July 30, 2011
Not very far from Kapchorwa town, 53-year-old Judith Yamangusho gently removes her beans from the pods. Looking at her sitting on a stool, it is easy to imagine that she is in good health. Not until you see her wheelchair just a few metres away do you realise that she is in fact paralysed. However, for all her aliments, she is still a lucky woman, for three of her sisters passed away due to the very cause of her condition. Before the break of dawn, when she was 20, Yamangusho and her sisters were taken to a bush a distance from their home in Tabakon village Kapteret Sub County in Kapchorwa district and circumcised. Uncomfortably, she narrated that the surgeon used the same knife to cut them, then stitched them with thorns and applied local medicine on their wounds. “Our legs were all tied up for days for the wounds to recover,” she said. Only this mother of six children survived the ordeal, her sisters died shortly after. Yamangusho bled a lot after the circumcision and later dropped out of school(primary seven) because of the pain. When she finally recovered, she got married and was seemingly leading a happy life until child birth. “After delivering my last born, I started experiencing back pains and after the back pain my waist got paralysed to date,” she narrated. Her husband Steven Nakitari remains supportive of his wife, having been enlightened about the evils of the practice by the different Non-governmental organisations trying to curb the female Genital mutilation in the Sebei community.

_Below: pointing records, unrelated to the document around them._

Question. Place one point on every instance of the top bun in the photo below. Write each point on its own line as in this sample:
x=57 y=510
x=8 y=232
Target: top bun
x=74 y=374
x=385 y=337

Yamangusho only wishes that the war against FGM was decades earlier. “I wouldn’t have accepted it had I known its negative effects. I was not forced. I accepted after my parents told me to go since that was what all families were doing,” she said. However, she does not blame her parents. “They could do nothing because they had culture at heart but when the inter African Committee Uganda (IACU) an NGO based in Kapchorwa and Reproductive, Educative and community health (REACH) started preaching against the practice and its effects, that is when our parents realised that the practice was not good, but they could not do much,” she said.
Yamangusho’s only prayer is that her community realises the dangers of the practice and stops. “They should look at the way I’m now. I didn’t want to be like this, but because of that kind of culture, I have been forced to be like this,” she said sadly.